Objective: Besides its effects as a neurotransmitter, dopamine also influences the immune system. In the neurological context, it has already been described that the dopaminergic pathway shows sex-specific differences regarding dopamine release and dopamine receptor expression. However, whether dopamine affects the peripheral immune system in a sex-specific manner has little been studied yet. Gaining knowledge in this area could be beneficial for the treatment of immune system defects like autoimmune diseases.
Methods: Blood was collected from healthy men and women (n=12) and PBMCs were isolated. In vitro stimulations of mixed PBMCs were performed using a D₁- or D₂-like agonist together with CpG ODN2006. After 24h of stimulation, activation marker expression was analysed via flow cytometry and cytokine secretion via Legendplex. All subjects gave written consent to the study.
Results: Dopaminergic stimulation together with B cell-specific activator CpG ODN2006 increases CD71 and decreases HLA-DR expression on B cells from both women and men pointing to a B cell activation, but with reduced ability of antigen presentation in both sexes. Meanwhile, monocytes from women show increased activation via upregulation of CD86 and HLA-DR while downregulated activation marker expression is observed in men. These findings are consistent with cytokine secretion: IL1b, MCP1, IL6 and IL18 are upregulated via dopaminergic stimulation in women and downregulated in men.
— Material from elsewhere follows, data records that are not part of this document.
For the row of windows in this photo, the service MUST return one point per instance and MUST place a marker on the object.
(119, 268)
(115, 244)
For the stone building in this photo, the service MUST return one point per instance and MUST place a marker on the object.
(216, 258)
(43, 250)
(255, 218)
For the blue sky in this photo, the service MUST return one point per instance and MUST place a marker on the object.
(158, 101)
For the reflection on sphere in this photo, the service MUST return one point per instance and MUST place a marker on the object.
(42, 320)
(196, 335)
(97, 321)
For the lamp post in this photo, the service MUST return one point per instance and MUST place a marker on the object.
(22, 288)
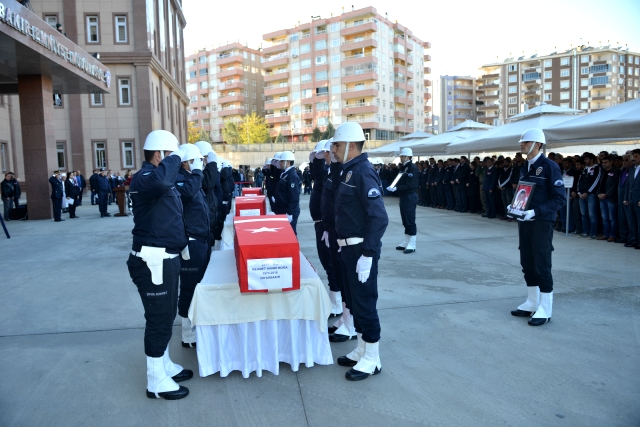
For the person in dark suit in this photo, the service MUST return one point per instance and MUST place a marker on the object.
(71, 190)
(56, 196)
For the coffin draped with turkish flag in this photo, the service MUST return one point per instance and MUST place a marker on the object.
(267, 254)
(251, 206)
Conclusion: While dopaminergic stimulation of mixed PBMCs shifts the B cells to an activated state for both sexes, monocytes show proinflammatory responses in women and antiinflammatory responses in men. Thus, sex should be considered as an influencing factor in the context of neuro-immune interactions. Whether the observed sex-specific response of monocytes is indirectly controlled by interaction with activated B cells or by dopamine alone must be analysed in further studies. The underlying mechanism causing these sex-specific differences also remains to be clarified.